The Standard & Poor’s 500-stock index and the Nasdaq composite were each down 2.4 percent, with all but 13 of the stocks in the S.& P. 500 down for the day.
Analysts said there appeared to be no specific catalyst for the decline. Rather, investors received a steady drumbeat of discouraging news about the intertwined woes of the housing industry, the mortgage market, hedge funds and a broader credit crunch that the Federal Reserve might have difficulty alleviating in the short run without creating longer-term problems for the economy.
“Concern about the credit issue is dominant across all the markets,” said John Shinn, a senior economist at
Lehman Brothers. “Everything is dominated by concerns about the unknown.”
Two separate reports released yesterday showed that consumer confidence fell this month and that home prices nationwide continued their slide in June.
Later in the day, minutes from the Federal Reserve’s policy meeting on Aug. 7 showed that policy makers were keenly aware of escalating distress in financial markets and discussed the possibility of taking action 10 days before the Fed reduced the interest rate at which banks can borrow from its discount window.
But the Fed minutes also highlighted the central bank’s reluctance to simply soothe investors in the stock market, and offered no additional clues about the likelihood of a broader, more important cut in the Fed’s benchmark federal funds rate in the near future.
The
Conference Board, in its monthly survey of 5,000 households, said its consumer-confidence index dropped sharply in August after surging in July to a six-year high.
Separately, a closely watched measure of home prices provided additional evidence that residential real estate could be poised for a substantial nationwide price decline for the first time in at least 50 years.
The S.& P./Case-Shiller index, which measures prices in 20 major metropolitan areas, declined 0.4 percent in June.
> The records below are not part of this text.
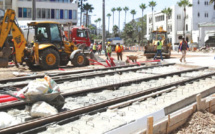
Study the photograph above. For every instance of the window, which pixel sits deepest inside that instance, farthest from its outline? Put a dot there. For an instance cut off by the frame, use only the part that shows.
(24, 12)
(52, 14)
(39, 11)
(82, 33)
(57, 14)
(20, 12)
(65, 14)
(61, 14)
(55, 34)
(70, 14)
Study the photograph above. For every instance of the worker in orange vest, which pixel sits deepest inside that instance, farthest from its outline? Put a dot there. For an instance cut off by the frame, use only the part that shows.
(119, 49)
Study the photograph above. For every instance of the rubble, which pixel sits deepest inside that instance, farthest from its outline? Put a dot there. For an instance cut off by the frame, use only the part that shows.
(199, 123)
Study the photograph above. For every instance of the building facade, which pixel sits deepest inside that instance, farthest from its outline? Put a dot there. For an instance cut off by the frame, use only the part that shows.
(46, 10)
(200, 12)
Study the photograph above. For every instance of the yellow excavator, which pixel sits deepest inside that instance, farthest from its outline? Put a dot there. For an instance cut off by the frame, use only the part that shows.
(47, 50)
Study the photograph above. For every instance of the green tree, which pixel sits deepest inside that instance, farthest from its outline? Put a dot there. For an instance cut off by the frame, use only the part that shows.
(87, 8)
(184, 4)
(96, 21)
(119, 9)
(125, 9)
(80, 5)
(142, 7)
(113, 10)
(211, 2)
(133, 12)
(115, 30)
(152, 4)
(108, 15)
(167, 12)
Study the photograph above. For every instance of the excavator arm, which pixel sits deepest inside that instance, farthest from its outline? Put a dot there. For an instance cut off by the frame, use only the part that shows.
(8, 24)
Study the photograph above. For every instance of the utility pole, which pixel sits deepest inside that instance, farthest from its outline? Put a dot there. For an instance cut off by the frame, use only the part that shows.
(103, 22)
(33, 9)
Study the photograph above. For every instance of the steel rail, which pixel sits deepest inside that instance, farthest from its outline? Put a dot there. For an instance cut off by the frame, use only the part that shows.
(21, 104)
(63, 115)
(92, 74)
(63, 73)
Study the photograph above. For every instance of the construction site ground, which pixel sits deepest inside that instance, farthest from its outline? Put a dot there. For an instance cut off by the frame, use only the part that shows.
(193, 59)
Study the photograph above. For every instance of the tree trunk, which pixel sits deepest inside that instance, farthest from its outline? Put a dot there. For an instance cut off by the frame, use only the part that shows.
(113, 18)
(81, 14)
(184, 23)
(119, 21)
(87, 19)
(108, 25)
(125, 17)
(152, 19)
(142, 28)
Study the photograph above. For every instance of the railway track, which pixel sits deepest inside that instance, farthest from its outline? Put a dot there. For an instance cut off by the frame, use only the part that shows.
(73, 76)
(105, 101)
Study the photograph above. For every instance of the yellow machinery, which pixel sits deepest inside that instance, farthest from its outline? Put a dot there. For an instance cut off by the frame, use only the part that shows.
(47, 50)
(151, 48)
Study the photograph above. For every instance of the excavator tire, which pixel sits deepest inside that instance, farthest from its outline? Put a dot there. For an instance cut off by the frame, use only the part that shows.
(49, 59)
(79, 60)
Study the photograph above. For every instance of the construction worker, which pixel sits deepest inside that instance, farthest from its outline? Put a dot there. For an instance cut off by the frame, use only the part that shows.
(183, 47)
(99, 48)
(119, 49)
(108, 50)
(94, 48)
(159, 49)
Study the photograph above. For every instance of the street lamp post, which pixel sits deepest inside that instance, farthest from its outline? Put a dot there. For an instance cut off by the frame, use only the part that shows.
(33, 9)
(103, 22)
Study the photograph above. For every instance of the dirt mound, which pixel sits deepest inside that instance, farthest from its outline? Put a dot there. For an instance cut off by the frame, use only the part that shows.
(199, 123)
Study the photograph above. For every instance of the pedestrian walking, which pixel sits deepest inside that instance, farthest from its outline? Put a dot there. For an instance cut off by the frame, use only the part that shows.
(94, 48)
(108, 50)
(119, 49)
(159, 49)
(183, 47)
(99, 48)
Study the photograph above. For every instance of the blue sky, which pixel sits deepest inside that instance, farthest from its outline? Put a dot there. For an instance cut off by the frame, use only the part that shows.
(132, 4)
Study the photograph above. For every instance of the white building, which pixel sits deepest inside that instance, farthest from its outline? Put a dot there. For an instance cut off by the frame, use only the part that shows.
(46, 10)
(201, 12)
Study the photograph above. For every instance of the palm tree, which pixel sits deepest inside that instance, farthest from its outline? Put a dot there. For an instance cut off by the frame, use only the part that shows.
(96, 21)
(80, 5)
(168, 12)
(108, 15)
(99, 20)
(87, 8)
(115, 30)
(133, 12)
(142, 7)
(184, 4)
(211, 2)
(125, 9)
(119, 9)
(152, 4)
(113, 10)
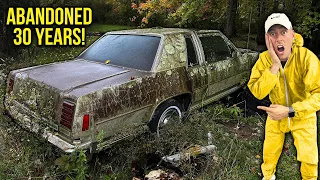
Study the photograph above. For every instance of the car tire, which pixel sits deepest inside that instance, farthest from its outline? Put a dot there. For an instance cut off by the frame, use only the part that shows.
(163, 114)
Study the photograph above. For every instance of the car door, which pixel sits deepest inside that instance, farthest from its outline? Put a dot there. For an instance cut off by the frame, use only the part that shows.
(196, 70)
(222, 62)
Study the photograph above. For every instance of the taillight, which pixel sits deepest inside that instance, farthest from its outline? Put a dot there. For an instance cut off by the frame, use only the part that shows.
(10, 87)
(67, 114)
(85, 122)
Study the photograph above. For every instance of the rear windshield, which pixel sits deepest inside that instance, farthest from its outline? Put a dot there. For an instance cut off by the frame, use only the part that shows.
(132, 51)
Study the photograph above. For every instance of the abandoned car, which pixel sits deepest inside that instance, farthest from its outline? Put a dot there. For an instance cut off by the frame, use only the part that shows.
(127, 81)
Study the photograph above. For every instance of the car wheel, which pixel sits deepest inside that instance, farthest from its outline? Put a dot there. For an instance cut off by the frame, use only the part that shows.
(168, 112)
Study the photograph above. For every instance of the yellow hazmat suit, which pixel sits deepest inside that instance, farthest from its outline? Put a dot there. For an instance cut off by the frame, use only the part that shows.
(296, 85)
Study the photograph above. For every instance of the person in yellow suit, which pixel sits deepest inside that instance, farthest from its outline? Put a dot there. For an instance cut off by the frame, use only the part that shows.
(290, 75)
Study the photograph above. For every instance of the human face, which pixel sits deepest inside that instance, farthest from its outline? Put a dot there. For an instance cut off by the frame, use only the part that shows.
(281, 39)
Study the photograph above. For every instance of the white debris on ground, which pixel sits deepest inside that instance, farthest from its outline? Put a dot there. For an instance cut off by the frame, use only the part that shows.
(161, 174)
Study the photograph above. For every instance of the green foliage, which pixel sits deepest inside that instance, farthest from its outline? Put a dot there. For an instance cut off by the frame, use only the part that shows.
(75, 165)
(310, 22)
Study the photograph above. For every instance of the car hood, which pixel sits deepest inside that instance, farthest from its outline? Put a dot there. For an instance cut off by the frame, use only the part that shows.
(70, 75)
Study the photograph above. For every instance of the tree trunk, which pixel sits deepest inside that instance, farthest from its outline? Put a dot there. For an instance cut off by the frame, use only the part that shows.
(230, 29)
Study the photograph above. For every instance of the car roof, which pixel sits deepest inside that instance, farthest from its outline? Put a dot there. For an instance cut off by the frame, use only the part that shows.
(159, 31)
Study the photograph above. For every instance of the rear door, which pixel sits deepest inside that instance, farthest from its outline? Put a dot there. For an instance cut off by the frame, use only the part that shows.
(221, 60)
(196, 69)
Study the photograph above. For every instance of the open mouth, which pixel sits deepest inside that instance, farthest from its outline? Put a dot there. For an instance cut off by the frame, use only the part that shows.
(280, 49)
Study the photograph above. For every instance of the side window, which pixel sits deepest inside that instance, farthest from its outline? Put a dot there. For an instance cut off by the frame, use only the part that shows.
(191, 51)
(215, 48)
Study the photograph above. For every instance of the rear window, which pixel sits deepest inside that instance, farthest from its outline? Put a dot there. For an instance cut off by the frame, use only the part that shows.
(132, 51)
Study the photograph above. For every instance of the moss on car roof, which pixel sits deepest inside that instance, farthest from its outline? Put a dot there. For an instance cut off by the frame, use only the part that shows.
(152, 31)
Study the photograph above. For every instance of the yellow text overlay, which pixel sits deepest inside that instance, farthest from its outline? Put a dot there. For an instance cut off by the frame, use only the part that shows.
(52, 26)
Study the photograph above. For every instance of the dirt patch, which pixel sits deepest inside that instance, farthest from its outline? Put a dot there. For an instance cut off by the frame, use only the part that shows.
(242, 130)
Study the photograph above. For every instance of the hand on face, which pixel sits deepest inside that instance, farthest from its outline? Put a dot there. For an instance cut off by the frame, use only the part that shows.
(272, 53)
(275, 111)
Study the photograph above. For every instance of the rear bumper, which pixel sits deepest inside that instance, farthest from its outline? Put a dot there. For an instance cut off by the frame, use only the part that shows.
(30, 121)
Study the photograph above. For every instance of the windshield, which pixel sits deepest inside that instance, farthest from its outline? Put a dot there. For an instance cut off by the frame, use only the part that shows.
(132, 51)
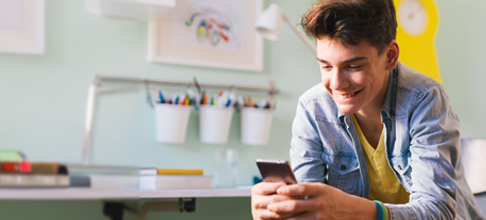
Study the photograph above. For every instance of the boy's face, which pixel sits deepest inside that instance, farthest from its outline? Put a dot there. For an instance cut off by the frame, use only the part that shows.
(356, 77)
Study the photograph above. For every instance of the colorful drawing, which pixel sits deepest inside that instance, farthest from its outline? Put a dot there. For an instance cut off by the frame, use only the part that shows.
(208, 27)
(211, 24)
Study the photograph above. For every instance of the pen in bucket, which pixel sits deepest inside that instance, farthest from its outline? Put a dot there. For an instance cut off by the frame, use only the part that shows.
(160, 95)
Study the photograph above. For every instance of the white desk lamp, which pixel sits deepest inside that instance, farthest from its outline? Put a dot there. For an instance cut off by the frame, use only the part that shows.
(269, 25)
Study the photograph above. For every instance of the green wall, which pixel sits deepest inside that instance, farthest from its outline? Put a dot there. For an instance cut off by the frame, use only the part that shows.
(43, 99)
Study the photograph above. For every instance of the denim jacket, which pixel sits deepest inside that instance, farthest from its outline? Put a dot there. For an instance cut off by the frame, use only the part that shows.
(422, 139)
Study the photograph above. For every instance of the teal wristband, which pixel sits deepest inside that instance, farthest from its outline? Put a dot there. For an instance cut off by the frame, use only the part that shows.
(379, 209)
(384, 211)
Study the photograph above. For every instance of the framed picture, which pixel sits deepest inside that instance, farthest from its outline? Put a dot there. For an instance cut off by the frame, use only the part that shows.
(209, 33)
(22, 26)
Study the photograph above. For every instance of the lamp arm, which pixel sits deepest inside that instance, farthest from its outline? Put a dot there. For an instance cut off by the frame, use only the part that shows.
(301, 35)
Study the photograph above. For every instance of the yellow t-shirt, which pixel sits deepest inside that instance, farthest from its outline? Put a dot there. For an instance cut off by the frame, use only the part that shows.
(385, 185)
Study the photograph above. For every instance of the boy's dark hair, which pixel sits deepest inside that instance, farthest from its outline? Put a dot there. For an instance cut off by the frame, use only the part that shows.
(352, 21)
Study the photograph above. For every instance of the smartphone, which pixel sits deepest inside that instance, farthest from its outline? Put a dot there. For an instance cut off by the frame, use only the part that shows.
(276, 171)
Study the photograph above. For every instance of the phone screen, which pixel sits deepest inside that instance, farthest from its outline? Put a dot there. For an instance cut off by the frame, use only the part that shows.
(276, 171)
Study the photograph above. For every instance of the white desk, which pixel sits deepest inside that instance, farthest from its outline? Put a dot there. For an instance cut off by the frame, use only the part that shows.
(85, 193)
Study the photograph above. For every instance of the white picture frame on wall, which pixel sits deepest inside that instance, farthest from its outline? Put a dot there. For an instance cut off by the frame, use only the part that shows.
(208, 33)
(22, 25)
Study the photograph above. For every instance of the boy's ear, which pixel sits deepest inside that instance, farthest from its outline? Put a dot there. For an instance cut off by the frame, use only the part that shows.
(392, 53)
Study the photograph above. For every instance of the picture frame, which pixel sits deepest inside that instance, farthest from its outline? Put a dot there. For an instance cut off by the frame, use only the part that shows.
(208, 33)
(22, 24)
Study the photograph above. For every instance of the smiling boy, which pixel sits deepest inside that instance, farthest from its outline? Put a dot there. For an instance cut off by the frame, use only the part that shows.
(375, 139)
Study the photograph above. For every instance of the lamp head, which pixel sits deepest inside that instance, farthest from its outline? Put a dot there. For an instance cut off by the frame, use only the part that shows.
(269, 23)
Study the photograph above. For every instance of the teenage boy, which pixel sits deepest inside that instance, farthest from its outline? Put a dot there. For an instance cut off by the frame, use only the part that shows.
(374, 140)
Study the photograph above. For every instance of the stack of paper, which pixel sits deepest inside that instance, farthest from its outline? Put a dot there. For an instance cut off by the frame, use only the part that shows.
(159, 179)
(103, 177)
(33, 174)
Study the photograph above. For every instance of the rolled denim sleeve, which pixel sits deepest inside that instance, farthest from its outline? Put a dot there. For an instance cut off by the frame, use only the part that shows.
(306, 146)
(435, 154)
That was its steepest monthly drop in five years and left the index 3.5 percent below its level a year earlier.
In all, 15 of the cities surveyed experienced a drop. Detroit experienced the steepest slide, with property values falling 11 percent from a year earlier. In San Diego they fell 7.3 percent, and in Phoenix 6.6 percent.
A significant nationwide drop in housing prices would aggravate the turmoil among mortgage lenders and firms that own mortgage-backed securities. Delinquency and foreclosure rates have already climbed sharply, particularly in subprime mortgages for home buyers with weak credit, but worries have widened to the so-called Alt-A mortgages made to people who have good credit ratings but have overstretched their borrowing.
Yesterday,
Merrill Lynch cut its ratings on the shares of three Wall Street powerhouses, Lehman Brothers,
Citigroup and
Bear Stearns, to neutral from buy on concerns about their exposure to bad subprime loans. Their stock prices all fell: Lehman was down 6 percent, Citigroup 3.5 percent and Bear Stearns 3.4 percent.
The entire financial sector — which until recently was one of Wall Street’s strongest performers — has been particularly hard hit since credit markets started tightening sharply last month.
“It’s a difficult situation for financial firms right now,” said William E. Rhodes, chief investment strategist of Rhodes Analytics, a market research firm. “Financial firms prosper when there’s a lot of liquidity because they can conduct transactions. But right now there’s not very much liquidity.”
Investors had been fixated on the release of minutes from the Fed’s policy meeting on Aug. 7, which was 10 days before the central bank abruptly reversed its hands-off stance toward the markets and reduced its discount rate on temporary loans to banks.